Pernyataan Korlip Harian MP, Idham Malewa, yang
disebar melalui BBM, terutama berkaitan dengan orang-orang yang bersetuju dan
patut diduga menjadi sumber fakta yang saya beber dalam mengkritik dan
mengkritisasi Harian Radar
Bolmong, mengundang reaksi pihak yang
dituju. Untuk itu, saya sajikan ke hadapan Anda, Pembaca, tanggapan dari Ahmad
Alheid yang tidak hanya relevan terhadap Idham Malewa, tetapi patut disimak
oleh kalangan jurnalis umumnya dan para penikmat media.
Oleh Ahmad Alheid
IDHAM Malewa, Korlip Harian MP, menyematkan sebutan kroni bagi segelintir
penikmat Kronik Mongondow dan
“Brutus-Brutus” bagi “kalangan dalam” RB –mungkin juga, Grup MP—yang terlibat
pada “geger” yang ditiupkan Bang Tamsi. Karena saya termasuk pada daftar
penerima BBM dari Idham, barangkali, menjadi bagian yang dia golongkan sebagai
kroni Bang Tamsi. Apalagi, saya terlanjur nimbrung lewat sebuah artikel yang
dimuat Kronik Mongondow. Terlepas
dari benar atau tidaknya asumsi saya, Idham harus dijawab. Siapa tahu, jawaban
ini bisa tercipta menjadi obrolan yang mengasyikkan.
Idham, biasanya
saya tersinggung berat bila dianggap sebagai kroni seseorang. Apalagi, jika
sebutan kroni itu dikaitkan dengan politisi –sementereng apa pun namanya di daerah
ini. Lagi pula lidah saya tak terbiasa menjilat pantat penguasa atau mereka
yang merasa punya kuasa dan kendali atas hajat hidup orang banyak. Namun, saya
sungguh-sungguh berlapang dada digolongkan sebagai kroni Bang Tamsi. Menjadi
kroni seorang esais berkelas cukup membuat dada saya agak berkembang.
Saya selalu
senang menceritakan tradisi sewaktu di tabloid Kabar dan Totabuan.

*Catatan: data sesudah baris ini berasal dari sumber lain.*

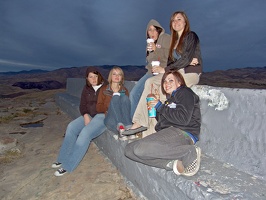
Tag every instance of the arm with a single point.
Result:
(182, 113)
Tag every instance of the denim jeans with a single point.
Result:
(159, 148)
(118, 111)
(136, 92)
(77, 140)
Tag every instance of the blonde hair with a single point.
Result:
(120, 71)
(174, 34)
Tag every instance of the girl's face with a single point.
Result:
(116, 76)
(178, 23)
(170, 84)
(152, 33)
(92, 78)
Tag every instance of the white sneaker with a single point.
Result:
(56, 165)
(193, 168)
(60, 172)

Menceritakan masa-masa pergaulan dengan para “pendekar kepenulisan” di Bumi
Nyiur Melambai sebagai kisah penuh romantisme. Mengamati wajah Endi Biaro
--seorang aktivis HMI dan turut berkecimpung sebagai wartawan Kabar— yang berdecak kagum menyimak
rubrik “Ufuk” yang berisi esai-esai Bang Tamsi. Motivasi yang dipantik sejak
dari Kabar itu, mungkin, yang
kemudian mengantarkan Endi dinobatkan sebagai pemilik blog terbaik di Detik.com.
Hari-hari itu,
Idham, telah menjebak “para kroni” ini pada militansi mengasah kepenulisan.
Keterampilan menulis ditularkan, penggunaan huruf dan tanda baca dipelototi,
kepekaan jurnalistik diasah, dan ihwal menelisik data dijejalkan. “Si Penulis
Cepat” --meminjam sebutan Hamid Basyaib untuk Bang Tamsi— adalah “penyiksa”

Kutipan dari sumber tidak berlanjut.